Uno sviluppo che segue la decisione improvvisa e imprevista di al Sisi di abbandonare la cosiddetta Nato araba, da tempo inseguita dall’amministrazione Usa per creare un fronte unitario anti-iraniano.

La Mesa (Middle east strategic alliance) dovrebbe essere guidata dall’Arabia Saudita, in stretto contatto con gli Emirati Arabi Uniti, e prevede la partecipazione di un ampio fronte di Paesi sunniti (eccetto il Qatar, legato alla Turchia), anche se finora non ha raccolto la partecipazione entusiastica sperata.

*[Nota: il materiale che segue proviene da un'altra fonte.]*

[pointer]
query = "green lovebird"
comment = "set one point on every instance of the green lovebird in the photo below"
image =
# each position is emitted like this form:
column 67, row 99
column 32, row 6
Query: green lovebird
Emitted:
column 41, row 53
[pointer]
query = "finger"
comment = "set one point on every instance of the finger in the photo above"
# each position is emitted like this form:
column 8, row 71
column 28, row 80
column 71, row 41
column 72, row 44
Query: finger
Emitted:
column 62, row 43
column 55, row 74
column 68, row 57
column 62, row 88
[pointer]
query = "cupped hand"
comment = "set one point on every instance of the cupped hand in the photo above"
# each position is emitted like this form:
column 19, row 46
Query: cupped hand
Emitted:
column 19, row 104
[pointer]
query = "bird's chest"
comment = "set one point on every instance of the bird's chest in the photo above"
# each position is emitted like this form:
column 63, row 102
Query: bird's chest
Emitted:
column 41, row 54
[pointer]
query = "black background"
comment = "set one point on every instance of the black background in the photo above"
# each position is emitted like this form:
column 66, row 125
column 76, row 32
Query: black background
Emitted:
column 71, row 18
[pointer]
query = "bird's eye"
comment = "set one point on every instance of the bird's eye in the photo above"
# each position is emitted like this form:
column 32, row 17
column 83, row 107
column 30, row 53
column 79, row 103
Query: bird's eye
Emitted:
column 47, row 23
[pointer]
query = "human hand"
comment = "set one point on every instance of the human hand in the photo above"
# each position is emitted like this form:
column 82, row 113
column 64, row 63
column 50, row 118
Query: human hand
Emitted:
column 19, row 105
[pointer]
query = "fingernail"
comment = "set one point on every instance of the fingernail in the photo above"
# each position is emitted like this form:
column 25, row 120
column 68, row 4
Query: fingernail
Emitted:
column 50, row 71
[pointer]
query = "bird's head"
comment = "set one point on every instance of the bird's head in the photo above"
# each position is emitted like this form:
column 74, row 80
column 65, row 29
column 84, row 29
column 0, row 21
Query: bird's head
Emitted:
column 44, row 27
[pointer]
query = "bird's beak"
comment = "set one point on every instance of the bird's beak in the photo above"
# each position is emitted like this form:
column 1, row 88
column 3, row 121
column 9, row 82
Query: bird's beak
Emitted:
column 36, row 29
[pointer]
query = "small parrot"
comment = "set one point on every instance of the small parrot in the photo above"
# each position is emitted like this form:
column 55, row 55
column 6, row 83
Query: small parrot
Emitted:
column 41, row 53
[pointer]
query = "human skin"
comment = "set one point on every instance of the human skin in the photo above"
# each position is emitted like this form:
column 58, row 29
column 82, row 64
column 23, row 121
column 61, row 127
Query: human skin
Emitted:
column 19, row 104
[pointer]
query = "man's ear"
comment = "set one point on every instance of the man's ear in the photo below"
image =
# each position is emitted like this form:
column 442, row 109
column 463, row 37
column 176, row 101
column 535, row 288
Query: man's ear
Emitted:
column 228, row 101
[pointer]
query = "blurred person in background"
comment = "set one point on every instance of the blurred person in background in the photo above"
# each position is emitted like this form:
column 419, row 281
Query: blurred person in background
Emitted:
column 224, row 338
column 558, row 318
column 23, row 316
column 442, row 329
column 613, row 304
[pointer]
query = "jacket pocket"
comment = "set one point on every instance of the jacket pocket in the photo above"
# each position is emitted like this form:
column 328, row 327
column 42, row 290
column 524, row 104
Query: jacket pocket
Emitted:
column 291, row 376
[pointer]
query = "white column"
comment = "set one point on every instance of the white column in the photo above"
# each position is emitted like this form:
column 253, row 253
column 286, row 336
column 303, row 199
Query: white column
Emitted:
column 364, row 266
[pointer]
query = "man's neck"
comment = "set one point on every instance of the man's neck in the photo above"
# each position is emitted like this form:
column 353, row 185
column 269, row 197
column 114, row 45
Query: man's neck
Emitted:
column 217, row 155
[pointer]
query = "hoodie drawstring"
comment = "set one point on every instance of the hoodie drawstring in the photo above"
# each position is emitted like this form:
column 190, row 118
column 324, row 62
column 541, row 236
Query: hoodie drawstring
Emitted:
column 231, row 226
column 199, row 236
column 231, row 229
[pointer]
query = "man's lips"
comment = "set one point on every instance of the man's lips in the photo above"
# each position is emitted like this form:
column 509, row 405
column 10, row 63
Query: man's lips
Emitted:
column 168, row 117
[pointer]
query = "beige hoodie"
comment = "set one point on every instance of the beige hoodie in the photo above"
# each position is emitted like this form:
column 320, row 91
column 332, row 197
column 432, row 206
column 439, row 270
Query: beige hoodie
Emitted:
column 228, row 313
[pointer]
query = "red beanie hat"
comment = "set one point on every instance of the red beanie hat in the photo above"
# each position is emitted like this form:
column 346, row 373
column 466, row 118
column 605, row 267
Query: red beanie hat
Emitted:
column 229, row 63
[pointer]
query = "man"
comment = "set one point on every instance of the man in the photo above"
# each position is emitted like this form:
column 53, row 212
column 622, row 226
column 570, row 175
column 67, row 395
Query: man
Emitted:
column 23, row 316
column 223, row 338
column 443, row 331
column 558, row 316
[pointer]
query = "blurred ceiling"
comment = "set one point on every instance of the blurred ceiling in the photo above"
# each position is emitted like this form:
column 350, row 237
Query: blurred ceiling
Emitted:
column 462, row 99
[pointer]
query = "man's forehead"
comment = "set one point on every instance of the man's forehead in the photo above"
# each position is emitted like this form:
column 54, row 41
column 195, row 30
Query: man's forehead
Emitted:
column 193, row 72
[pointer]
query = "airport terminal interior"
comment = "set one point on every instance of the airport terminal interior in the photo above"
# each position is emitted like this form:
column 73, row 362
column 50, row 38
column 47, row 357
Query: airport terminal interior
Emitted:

La defezione dell’Egitto è un colpo ferale per la Mesa, data la sua influenza regionale e la forza del suo apparato militare.

Erdogan

Al Sisi si sfila, prendendo le distanze da Washington, anche se con la prudenza del caso. Sembra seguire, in forme più attenuate, l’esempio turco, dove Erdogan si è ritagliato un ruolo da sultano e, insieme, una nuova libertà di manovra nello scacchiere geopolitico globale a scapito del rapporto con Washington.

Classico esempio di una convergenza tra opposti, dato che i due capi di Stato non potrebbero essere più distanti, stante che al Sisi considera suoi nemici irriducibili i Fratelli musulmani, che invece sostengono Erdogan.

Divergenze peraltro evidenti in Libia, con Erdogan schierato, insieme al Qatar, con al-Sarraj e al Sisi con Haftar.

Ma è alquanto evidente che al Sisi non intende legarsi mani e piedi a Washington attraverso la Mesa, alleanza che, come la Nato, rischia di essere irrevocabile. L’adesione lo priverebbe dell’attuale libertà di manovra, che rende l’Egitto una nuova variabile del complesso rebus mediorientale.

Peraltro la Mesa, come rivela un documento segreto della Casa Bianca reso noto dalla Reuters, non ha il solo scopo di contenere Teheran, ma anche, come d’altronde ovvio, ostacolare l’influenza russa e cinese nella regione.

Il Faraone teme così di dover rinunciare a rapporti che possono essergli invece più che utili, sia in chiave interna sia internazionale.

La crociata anti-Iran, così strategica agli occhi dei neoconservatori e di Netanyahu (pronto a rilanciarla dopo il fresco successo elettorale), perde un pezzo importante.

E ciò mentre emergono nuove criticità tra Usa e Iran: all’inserimento delle Guardie rivoluzionarie iraniane nella blacklist del terrorismo, Teheran ha risposto dichiarando a sua volta apparato terrorista il Centcom, il Centro di comando delle forze armate americane (Fars agency).

Schermaglie, ovvio, ma di schermaglie in schermaglie le cose si aggrovigliano sempre più, tanto che sarà difficile sbrogliare la matassa. Più grande è il caos, più aumenta la conflittualità, col rischio che diventi ingestibile. Al Sisi se ne è chiamato fuori e ha chiamato fuori il suo Paese.